Every year in the past seven years has been better and better, they say.

“I think my girls can do almost anything they want to do,” he said, “and that’s what I want to help them become.”

The family's devotion is fueled by their faith, and it informs the sense of humor Lee showed in a tweet during the 2014 midterm elections:

It takes a special person to believe in the potential of the “mentally retarded,” as they were once labeled. Today, 90 percent of all babies diagnosed with Down syndrome in the womb will be aborted. The percentage is higher in some countries. Some have even spoken of "a world without people with Down syndrome."

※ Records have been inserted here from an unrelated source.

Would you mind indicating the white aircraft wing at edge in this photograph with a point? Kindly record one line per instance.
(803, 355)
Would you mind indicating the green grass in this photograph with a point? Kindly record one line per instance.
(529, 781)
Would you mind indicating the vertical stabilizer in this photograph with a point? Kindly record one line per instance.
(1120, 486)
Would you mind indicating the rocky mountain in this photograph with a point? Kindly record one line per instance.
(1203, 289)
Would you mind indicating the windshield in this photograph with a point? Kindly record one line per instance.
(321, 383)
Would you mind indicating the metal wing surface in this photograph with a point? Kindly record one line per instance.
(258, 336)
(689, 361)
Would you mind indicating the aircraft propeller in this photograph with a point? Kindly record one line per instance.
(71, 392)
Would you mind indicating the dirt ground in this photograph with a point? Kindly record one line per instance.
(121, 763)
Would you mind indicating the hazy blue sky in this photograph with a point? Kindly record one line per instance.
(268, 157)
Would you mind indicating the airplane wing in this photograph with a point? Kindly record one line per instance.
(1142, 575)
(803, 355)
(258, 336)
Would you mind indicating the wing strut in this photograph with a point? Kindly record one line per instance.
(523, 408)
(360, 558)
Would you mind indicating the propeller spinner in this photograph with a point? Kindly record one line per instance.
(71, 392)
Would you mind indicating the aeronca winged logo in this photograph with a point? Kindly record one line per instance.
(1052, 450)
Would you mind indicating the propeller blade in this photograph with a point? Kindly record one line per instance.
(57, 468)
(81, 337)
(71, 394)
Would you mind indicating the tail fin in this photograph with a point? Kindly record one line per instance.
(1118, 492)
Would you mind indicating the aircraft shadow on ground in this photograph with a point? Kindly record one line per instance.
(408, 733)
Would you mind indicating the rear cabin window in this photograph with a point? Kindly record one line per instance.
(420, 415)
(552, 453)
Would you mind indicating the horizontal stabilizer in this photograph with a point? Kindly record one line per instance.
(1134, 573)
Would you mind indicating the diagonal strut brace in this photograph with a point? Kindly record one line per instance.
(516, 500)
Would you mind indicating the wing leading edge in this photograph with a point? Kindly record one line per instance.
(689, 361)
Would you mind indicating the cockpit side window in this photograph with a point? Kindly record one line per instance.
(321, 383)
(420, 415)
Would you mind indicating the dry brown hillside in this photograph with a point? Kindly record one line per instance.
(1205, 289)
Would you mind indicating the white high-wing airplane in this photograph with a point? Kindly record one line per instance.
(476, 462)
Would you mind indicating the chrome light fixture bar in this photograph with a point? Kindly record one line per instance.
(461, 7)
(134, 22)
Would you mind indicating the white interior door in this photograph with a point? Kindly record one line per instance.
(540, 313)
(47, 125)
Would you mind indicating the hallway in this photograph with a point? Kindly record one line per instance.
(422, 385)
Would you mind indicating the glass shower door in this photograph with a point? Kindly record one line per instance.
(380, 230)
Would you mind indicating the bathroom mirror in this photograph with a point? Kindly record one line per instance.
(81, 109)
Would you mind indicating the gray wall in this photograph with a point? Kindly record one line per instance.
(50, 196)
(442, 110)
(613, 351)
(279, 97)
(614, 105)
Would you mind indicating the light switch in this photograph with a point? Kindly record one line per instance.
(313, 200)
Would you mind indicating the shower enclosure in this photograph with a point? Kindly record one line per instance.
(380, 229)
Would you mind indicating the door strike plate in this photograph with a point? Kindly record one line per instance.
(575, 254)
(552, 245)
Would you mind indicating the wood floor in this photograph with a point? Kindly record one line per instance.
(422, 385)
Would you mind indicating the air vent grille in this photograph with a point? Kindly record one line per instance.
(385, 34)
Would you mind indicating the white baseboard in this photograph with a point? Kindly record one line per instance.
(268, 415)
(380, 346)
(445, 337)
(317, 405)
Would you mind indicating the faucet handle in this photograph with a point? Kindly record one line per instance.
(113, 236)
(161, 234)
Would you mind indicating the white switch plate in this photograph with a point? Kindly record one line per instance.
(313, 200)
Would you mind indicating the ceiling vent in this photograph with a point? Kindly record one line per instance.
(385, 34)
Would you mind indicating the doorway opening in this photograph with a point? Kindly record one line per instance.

Their God, and their experience, tell them that every child has infinite worth and potential, Lee told local media, and he would encourage anyone to follow his footsteps and adopt a Down syndrome child – or two.

“The message is that it really doesn’t matter where you started or where you came from,” Lee said. “There are endless opportunities for everyone, whether they have disabilities or not. They deserve a shot.”